Address
- 1 Student Drive Eastampton Township, Burlington County, New Jersey, 08060 United States
- Coordinates: 40°00′08″N 74°45′12″W﻿ / ﻿40.0021°N 74.7533°W

District information
- Grades: K-8
- Superintendent: Lianne Kane
- Business administrator: Joseph A. Firetto
- Schools: 1

Students and staff
- Enrollment: 612 (as of 2025–26)
- Faculty: 50.0 FTEs
- Student–teacher ratio: 11.7:1

Other information
- District Factor Group: FG
- Website: www.etsdnj.us
| Ind. | Per pupil | District spending | Rank (*) | K-8 average | %± vs. average |
| 1A | Total Spending | $18,448 | 31 | $18,891 | −2.3% |
| 1 | Budgetary Cost | 13,154 | 18 | 14,159 | −7.1% |
| 2 | Classroom Instruction | 8,454 | 29 | 8,659 | −2.4% |
| 6 | Support Services | 1,584 | 12 | 2,167 | −26.9% |
| 8 | Administrative Cost | 1,606 | 26 | 1,547 | 3.8% |
| 10 | Operations & Maintenance | 1,428 | 19 | 1,612 | −11.4% |
| 13 | Extracurricular Activities | 81 | 21 | 104 | −22.1% |
| 16 | Median Teacher Salary | 65,810 | 45 | 61,136 |
Data from NJDoE 2014 Taxpayers' Guide to Education Spending. *Of K-8 districts with 401-750 students. Lowest spending=1; Highest=64

= Eastampton Township School District =

School district in Burlington County, New Jersey, US

The Eastampton Township School District is a comprehensive community public school district that serves students in kindergarten through eighth grade from Eastampton Township, in Burlington County, in the U.S. state of New Jersey.

As of the 2022–23 school year, the district, comprising one school, had an enrollment of 584 students and 50.0 classroom teachers (on an FTE basis), for a student–teacher ratio of 11.7:1.

The district is classified by the New Jersey Department of Education as being in District Factor Group "FG," the fourth-highest of eight groupings. District Factor Groups organize districts statewide to allow comparison by common socioeconomic characteristics of the local districts. From lowest socioeconomic status to highest, the categories are A, B, CD, DE, FG, GH, I and J.

Public school students in ninth through twelfth grades attend the Rancocas Valley Regional High School, a regional public high school serving students from five communities encompassing approximately 40 sqmi and composed of the communities of Eastampton Township, Hainesport Township, Lumberton Township, Mount Holly Township and Westampton Township.

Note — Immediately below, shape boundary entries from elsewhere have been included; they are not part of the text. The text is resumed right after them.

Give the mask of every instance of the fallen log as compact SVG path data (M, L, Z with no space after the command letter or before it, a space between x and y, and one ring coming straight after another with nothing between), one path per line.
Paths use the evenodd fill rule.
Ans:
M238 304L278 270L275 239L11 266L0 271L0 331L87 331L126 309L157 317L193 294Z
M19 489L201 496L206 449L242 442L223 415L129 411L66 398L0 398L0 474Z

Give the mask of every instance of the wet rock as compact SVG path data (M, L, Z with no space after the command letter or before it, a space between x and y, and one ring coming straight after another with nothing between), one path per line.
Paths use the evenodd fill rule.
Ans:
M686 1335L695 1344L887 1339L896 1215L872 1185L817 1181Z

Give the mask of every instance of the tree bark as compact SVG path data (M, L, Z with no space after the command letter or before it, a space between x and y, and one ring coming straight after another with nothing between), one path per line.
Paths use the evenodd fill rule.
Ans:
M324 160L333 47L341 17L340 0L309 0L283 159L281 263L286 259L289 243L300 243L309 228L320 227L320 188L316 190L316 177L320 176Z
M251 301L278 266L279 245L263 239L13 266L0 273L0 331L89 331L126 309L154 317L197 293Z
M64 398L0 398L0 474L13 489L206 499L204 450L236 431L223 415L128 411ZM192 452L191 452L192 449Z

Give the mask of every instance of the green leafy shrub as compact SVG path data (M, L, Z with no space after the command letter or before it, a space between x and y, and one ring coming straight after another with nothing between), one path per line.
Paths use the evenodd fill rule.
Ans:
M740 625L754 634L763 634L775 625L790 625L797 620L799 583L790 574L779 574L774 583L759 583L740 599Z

As of the 2022–23 school year, the high school had an enrollment of 1,981 students and 144.0 classroom teachers (on an FTE basis), for a student–teacher ratio of 13.8:1.
==Schools==
Eastampton Community School had an enrollment of 573 students in grades PreK–8 in the 2022–23 school year.
- Lianne Kane, principal

==Administration==
Core members of the district's administration are:
- Lianne Kane, superintendent
- Joseph A. Firetto, business administrator and board secretary

==Board of education==
The district's board of education is comprised of seven members who set policy and oversee the fiscal and educational operation of the district through its administration. As a Type II school district, the board's trustees are elected directly by voters to serve three-year terms of office on a staggered basis, with either two or three seats up for election each year held (since 2012) as part of the November general election. The board appoints a superintendent to oversee the district's day-to-day operations and a business administrator to supervise the business functions of the district.